Question

An isolated and charged spherical soap bubble has a radius ‘r’ and the pressure inside is atmospheric. If ‘T’ is the surface tension of soap solution, then the charge on the drop is?
(A) $2\sqrt{\dfrac{2rT}{{{\varepsilon }_{0}}}}$
(B) $8\pi r\sqrt{2rT{{\varepsilon }_{0}}}$
(C) $8\pi r\sqrt{rT{{\varepsilon }_{0}}}$
(D) $8\pi r\sqrt{\dfrac{2rT}{{{\varepsilon }_{0}}}}$

Answer 1

The charge is isolated and so it will produce an electric field around itself and it will extend to a large region depending upon the magnitude of the charge. The radius of the soap bubble is mentioned. The surface tension we know is defined as the tendency of the liquid surfaces to shrink as to minimize the surface area and as such the radius tends to decrease.

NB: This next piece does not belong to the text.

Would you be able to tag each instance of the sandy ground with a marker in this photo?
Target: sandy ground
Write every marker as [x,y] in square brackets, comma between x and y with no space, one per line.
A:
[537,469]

Complete step by step answer:
Now inside the soap bubble the pressure must be greater than $\dfrac{4T}{r}$ the outside pressure for the bubble to exist. Now this excess pressure will come at the expense of some external agent and that agent here is the charge. So, the excess pressure here is provided by the charge on the bubble.
$\dfrac{4T}{r}=\dfrac{{{\rho }^{2}}}{2{{\varepsilon }_{0}}}$
where $\rho$ is the charge density of the soap bubble, ${{\varepsilon }_{0}}$ is the permittivity of the free space, ‘T’ is the surface tension of soap solution.
But we know that the surface is spherical and so charge density in terms of charge can be written as: $\rho =\dfrac{Q}{4\pi {{r}^{2}}}$, where r is the radius and Q is the charge. Thus,
$\dfrac{4T}{r}=\dfrac{{{\rho }^{2}}}{2{{\varepsilon }_{0}}}$
$\Rightarrow \dfrac{4T}{r}=\dfrac{{{Q}^{2}}}{2{{\varepsilon }_{0}}\times 16{{\pi }^{2}}{{r}^{2}}}$
$\Rightarrow {{Q}^{2}}=\dfrac{4\times 2\times 16T{{\varepsilon }_{0}}\times {{\pi }^{2}}{{r}^{2}}}{r}$
$\therefore Q=8\pi r\sqrt{2rT{{\varepsilon }_{0}}}$

So, the correct option comes out to be B.

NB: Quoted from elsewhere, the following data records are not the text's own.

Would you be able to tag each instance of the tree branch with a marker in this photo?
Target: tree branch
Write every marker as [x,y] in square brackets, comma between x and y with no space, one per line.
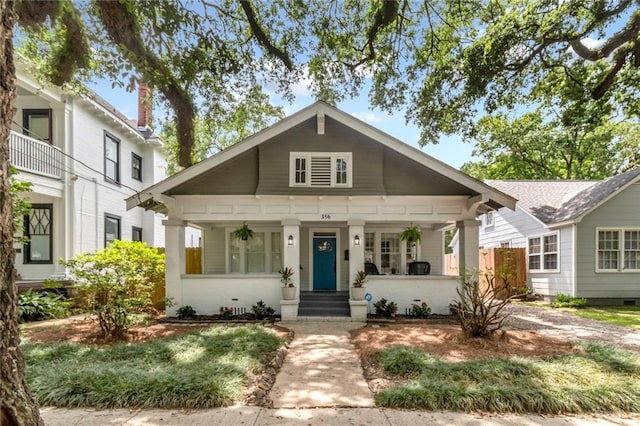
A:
[124,31]
[262,37]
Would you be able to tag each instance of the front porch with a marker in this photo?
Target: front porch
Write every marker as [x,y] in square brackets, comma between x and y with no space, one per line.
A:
[324,256]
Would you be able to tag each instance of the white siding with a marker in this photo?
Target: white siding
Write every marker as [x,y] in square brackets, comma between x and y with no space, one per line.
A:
[622,211]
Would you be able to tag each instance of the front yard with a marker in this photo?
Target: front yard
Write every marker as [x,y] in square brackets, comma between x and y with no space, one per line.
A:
[165,367]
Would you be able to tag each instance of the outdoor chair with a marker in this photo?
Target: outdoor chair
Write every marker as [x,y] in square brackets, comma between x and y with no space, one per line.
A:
[419,268]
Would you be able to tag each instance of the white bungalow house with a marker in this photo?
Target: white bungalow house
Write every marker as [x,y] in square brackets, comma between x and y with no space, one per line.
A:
[83,158]
[582,237]
[324,193]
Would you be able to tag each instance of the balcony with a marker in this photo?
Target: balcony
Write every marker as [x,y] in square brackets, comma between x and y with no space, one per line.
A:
[33,156]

Note: The origin of the surface tension lies within the cohesive forces between liquid molecules which are responsible for the phenomenon of surface tension. The molecules at the surface do not have other like molecules on all sides of them and thus they cohere more strongly to those directly associated with them on the surface. Because of this a surface "film" which makes it more difficult to move an object through the surface than to move it when it is completely submersed.